Be smarter than your computer. In April, I reported that file-sharing computer programs that allow you to download music and videos from other people's computers can also make your tax returns available to strangers. Computer consultant Scott Green of Philadelphia showed me how easy it is to fetch personal information off other people's computers.

He sent me a half-dozen tax returns of unsuspecting computer users.
Lesson? If you use file-sharing software, make sure you keep personal documents in secure file folders on your hard drive that are not open to file-sharing software where others can find it.


Check the charges on your bills. Several readers benefited from information shared in April after The Watchdog helped reader Randy Young of Azle get a $14 charge removed from his phone bill. The charge was from ESBI -- Enhanced Services Billing Inc.

-- for voice-mail services that Young didn't order.
Check your phone bill each month for unauthorized charges. Pay special attention to items marked "Miscellaneous Charges and Credits," which may be so small they are easy to overlook.

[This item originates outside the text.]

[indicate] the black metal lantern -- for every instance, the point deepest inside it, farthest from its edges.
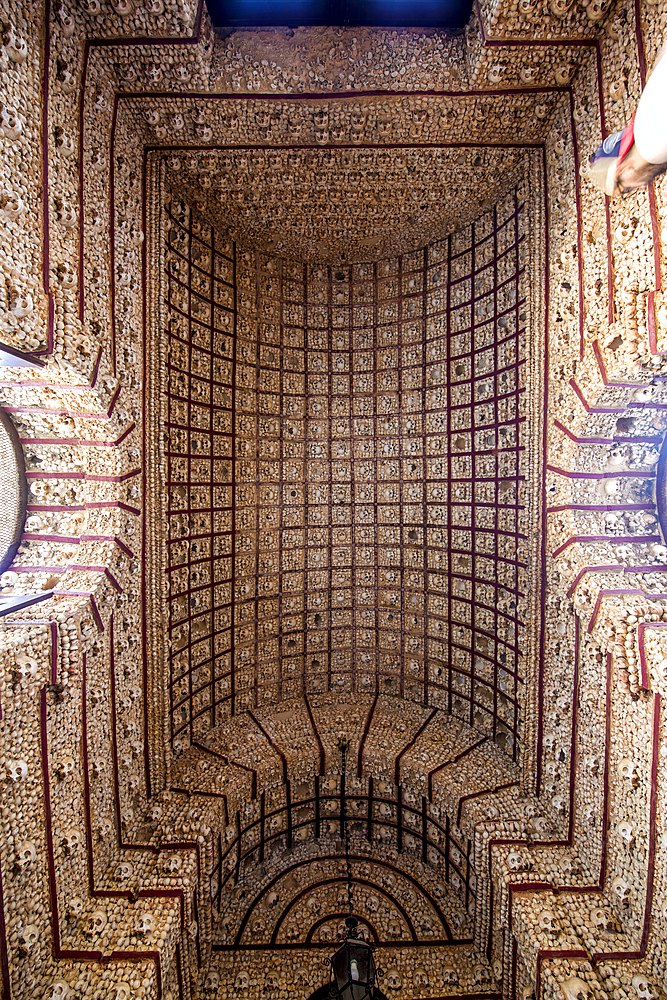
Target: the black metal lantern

Call your phone company to get the charges removed, and file a complaint with the Federal Trade Commission and the Texas attorney general.
Get it in writing. Former North Richland Hills police officer Bob Curtis admitted in April that his excitement about buying a new hot tub got the best of him.

He forgot to get details of the financial payments in writing.
For months afterward, he fought to get unfair charges removed from his credit-card bill. The Watchdog was able to help get the money refunded, but Curtis lost important legal protections against shoddy construction of a gazebo because he didn't have the right paperwork.


Remember: Insist on signing a legal contract for the purchase of any big-ticket item, and sign a separate financing deal.
Do your homework. Rosemary Cox of Pantego and DeAnn Carter of Keller both complained in May about high garage-door repair bills.

The problem is that not all companies are locally owned, and finding someone to complain to after an overcharge isn't easy.
But it is easy to avoid these problems: Get written estimates from several companies; ask for customer references in your area; check with the Better Business Bureau; and make sure that the company has a local address.
Also, never pay upfront, and avoid cash payments.


Keep your records. Roy Gann of Fort Worth told The Watchdog in August that what he thought was a penny overcharge on his department store credit-card account had ballooned to $363 in penalty charges. But Gann admitted he didn't keep his records, so he wasn't sure.


Those records would have saved him months of aggravation. Turns out the problem was not about a penny, but about a payment that he didn't realize was late. But because Gann didn't keep his records, he couldn't go back and see what happened.


"I won't throw those records away anymore," Gann told The Watchdog.
Don't buy from strangers who knock on the door. That's the lesson learned by several Haltom City residents who handed over money to the Luna brothers to repair their driveways, Haltom City police say.


The residents, all of them elderly, paid cash for driveway repairs that turned out to be little more than quick patches. The repairs lasted only a few days before they cracked. One brother, Louis Luna, was arrested by Dallas police in November.

Police from several jurisdictions are still looking for his twin, David.
Here comes 2007. More scams, mistakes and problems.

More work for The Watchdog -- and more lessons for us to learn together.